At the same time, the Biden administration has faced enormous pressure from environmental activists, Democratic lawmakers, foreign leaders and hundreds of private companies to make the boldest climate pledge possible. Most allies have praised the president for striving to cut at least half of the nation’s emissions by 2030, saying that science demands no less.
“President Biden has come through with a strong emissions reduction target that should make the world sit up and take note,” Manish Bapna, interim president of the World Resources Institute, said in a statement, calling the goal ambitious but attainable. “This target will serve as the North Star for President Biden’s domestic agenda. It will create a more equitable and prosperous society. At a time when the country is looking to bounce back from the pandemic, this goal will help unleash millions of good jobs, boost business and drive innovation.”
Biden is likely to face pushback Thursday from Republicans and some industries that say he is overreaching, though he could face criticism, too, from activists who argue that even the new pledge is far too paltry given the risks posed by climate change.
“A pledge to cut emissions 50% by 2030 simply isn’t big enough to meet the massive scale of the climate emergency,” Jean Su, the energy justice program director at the Center for Biological Diversity, said in a statement. “Solving the climate crisis requires applying both science and equity. On both counts, the U.S. — the largest historic polluter and one of the wealthiest nations — must do its fair share and cut domestic emissions by at least 70% by 2030.”

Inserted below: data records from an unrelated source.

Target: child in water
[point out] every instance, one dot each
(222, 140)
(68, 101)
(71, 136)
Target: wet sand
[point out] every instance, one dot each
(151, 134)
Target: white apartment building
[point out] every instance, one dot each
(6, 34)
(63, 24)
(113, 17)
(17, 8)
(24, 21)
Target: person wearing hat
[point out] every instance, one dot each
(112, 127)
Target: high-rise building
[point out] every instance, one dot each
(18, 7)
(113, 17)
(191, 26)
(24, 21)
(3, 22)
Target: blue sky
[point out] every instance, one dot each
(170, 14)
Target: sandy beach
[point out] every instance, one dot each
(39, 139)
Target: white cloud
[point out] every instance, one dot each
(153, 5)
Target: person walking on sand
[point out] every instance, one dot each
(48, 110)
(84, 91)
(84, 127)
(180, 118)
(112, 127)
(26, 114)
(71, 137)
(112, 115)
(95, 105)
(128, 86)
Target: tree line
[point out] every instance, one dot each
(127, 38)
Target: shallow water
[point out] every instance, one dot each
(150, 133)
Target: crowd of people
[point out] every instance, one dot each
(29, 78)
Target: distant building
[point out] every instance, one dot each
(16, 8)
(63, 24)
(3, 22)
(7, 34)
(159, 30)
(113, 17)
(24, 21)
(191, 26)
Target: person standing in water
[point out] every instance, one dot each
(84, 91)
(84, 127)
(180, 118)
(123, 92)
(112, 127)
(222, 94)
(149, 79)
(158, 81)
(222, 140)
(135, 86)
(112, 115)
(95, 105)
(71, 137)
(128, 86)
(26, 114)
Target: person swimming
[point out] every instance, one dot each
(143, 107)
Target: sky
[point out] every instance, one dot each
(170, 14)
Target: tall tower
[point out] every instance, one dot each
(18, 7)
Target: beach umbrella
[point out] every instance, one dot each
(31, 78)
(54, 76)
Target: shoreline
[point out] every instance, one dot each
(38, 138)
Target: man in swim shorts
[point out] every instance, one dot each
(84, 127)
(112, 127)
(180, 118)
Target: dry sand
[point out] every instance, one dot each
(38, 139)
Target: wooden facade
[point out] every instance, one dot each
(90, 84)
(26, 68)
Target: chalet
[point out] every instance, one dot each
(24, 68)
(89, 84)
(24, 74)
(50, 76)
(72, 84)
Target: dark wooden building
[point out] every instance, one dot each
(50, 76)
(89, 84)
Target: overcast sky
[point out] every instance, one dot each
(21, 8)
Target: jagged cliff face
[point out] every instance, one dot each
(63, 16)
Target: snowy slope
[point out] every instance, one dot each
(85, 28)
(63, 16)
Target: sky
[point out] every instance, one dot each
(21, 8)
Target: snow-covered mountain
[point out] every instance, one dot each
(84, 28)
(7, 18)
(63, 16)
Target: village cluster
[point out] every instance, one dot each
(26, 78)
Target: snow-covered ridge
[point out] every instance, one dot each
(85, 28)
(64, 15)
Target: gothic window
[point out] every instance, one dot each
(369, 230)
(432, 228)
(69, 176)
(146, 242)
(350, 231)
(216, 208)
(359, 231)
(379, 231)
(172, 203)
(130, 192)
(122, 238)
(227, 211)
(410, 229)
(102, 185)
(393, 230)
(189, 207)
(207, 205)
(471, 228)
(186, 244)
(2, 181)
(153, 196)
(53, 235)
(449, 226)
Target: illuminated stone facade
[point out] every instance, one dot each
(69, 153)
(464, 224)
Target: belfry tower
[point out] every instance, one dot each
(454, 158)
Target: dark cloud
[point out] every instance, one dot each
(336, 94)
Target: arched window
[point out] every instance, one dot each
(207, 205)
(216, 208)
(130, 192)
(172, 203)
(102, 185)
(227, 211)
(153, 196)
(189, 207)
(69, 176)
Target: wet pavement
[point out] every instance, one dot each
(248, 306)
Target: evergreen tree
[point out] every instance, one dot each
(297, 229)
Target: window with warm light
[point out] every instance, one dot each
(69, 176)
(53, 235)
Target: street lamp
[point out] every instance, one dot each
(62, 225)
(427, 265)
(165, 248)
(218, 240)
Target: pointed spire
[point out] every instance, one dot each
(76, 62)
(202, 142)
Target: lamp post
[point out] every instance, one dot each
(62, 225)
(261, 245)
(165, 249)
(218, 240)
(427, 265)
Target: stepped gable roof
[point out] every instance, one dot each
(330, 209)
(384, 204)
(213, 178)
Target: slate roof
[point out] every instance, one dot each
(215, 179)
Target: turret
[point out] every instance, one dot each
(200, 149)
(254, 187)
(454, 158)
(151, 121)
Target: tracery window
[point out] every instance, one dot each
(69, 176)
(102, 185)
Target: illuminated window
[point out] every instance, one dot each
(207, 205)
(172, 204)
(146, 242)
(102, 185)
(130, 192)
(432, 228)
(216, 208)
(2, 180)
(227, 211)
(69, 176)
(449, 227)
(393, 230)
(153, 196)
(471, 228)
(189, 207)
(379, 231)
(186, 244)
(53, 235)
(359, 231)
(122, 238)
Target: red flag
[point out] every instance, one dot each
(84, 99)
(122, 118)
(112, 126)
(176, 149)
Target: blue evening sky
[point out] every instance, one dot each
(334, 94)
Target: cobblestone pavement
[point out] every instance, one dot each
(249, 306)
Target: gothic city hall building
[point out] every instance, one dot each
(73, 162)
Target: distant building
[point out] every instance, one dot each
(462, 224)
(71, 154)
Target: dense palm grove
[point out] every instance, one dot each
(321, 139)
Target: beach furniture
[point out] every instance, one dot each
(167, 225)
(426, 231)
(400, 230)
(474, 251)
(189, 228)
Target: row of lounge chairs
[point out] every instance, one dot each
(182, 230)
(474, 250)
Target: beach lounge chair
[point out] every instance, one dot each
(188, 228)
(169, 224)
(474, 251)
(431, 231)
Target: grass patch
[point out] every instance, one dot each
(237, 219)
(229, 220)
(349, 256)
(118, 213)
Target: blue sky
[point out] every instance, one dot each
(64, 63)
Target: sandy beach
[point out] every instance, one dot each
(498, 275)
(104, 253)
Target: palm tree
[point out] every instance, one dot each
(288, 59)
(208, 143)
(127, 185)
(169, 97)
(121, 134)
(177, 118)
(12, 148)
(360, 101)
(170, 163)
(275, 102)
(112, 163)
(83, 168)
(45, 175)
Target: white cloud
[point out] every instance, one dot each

Evan Weber, political director of the youth-led Sunrise Movement, said in a statement that although the group appreciates Biden’s effort to ramp up climate action at home and overseas, so far he has fallen short.
“We have a responsibility to tell the truth: it is nowhere near enough,” Weber said. “The science is clear — if the U.S. does not achieve much, much more by the end of this decade, it will be a death sentence for our generation and the billions of people at the frontlines of the climate crisis in the U.S. and abroad.”
Steven Mufson and Juliet Eilperin contributed to this report.